After taking care to copy its contents, I gingerly removed the O-disc from its slot. I held it to the light. It looked no different than others I had seen, but under the microscope I saw what the naked eye could not. A thin layer of cells covered the disc. I recalled my spill the day before. A thought occurred to me. With growing excitement I rushed across the street to the hospital's electron microscopy lab.

Two hours later I had it. In the nucleus of each cell lay the tiny metallic particles of the disc. They had inserted themselves into the chromosomal material, not in some random array but in clear-cut patterns. In each cell it was the same: bits of computer memory linked to strands of DNA, hardware to software, machine life to human.

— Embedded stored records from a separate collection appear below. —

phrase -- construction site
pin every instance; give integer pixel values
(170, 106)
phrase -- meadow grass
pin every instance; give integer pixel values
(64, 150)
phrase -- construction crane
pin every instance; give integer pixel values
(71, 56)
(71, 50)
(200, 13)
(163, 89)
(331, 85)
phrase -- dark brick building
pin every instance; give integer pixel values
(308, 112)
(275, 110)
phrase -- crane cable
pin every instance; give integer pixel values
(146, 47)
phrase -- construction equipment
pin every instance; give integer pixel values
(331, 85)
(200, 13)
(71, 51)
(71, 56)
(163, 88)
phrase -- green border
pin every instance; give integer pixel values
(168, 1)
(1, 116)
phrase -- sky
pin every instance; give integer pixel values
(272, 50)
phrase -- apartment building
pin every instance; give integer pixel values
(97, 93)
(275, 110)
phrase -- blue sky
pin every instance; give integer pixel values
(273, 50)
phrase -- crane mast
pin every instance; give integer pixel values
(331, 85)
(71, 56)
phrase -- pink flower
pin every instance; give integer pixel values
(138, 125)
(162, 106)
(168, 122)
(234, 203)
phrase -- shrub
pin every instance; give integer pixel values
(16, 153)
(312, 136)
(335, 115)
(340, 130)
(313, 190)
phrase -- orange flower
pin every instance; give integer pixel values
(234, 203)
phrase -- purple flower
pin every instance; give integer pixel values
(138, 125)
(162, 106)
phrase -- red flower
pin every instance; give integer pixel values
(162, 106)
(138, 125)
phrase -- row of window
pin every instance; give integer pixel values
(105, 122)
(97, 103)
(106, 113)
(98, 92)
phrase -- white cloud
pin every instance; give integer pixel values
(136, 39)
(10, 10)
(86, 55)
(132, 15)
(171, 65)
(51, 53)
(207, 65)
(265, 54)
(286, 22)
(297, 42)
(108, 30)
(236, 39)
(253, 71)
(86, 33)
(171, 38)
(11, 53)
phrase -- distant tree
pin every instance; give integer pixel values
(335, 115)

Over the next few days I called in others with Susan Kunitz's disease, and in each the results were the same. Bits of computer memory studded their DNA. A shell of information, of bioelectromagnetic data surrounded the soft core of their being, and their body processes scrolled graphically before my eyes. They were like snails, I thought, bizarre, mutant snails without even a hole through which to poke their heads. I pitied them enormously, until it occurred to me that perhaps such pity was premature. Maybe these shell people, melding as they did computer life to human, represented a new stage of man. On the surface they seemed so miserable and inept, but perhaps this was only the biased view of a lesser form of life. Perhaps it is we and not they who suffer, we who sit in the shadow of their evolution. It was an unnerving thought: we now the chimps of the planet. I am not sure that it is true, but neither am I sure that it is not. A part of me, a frightened and courageous part, hopes to find out.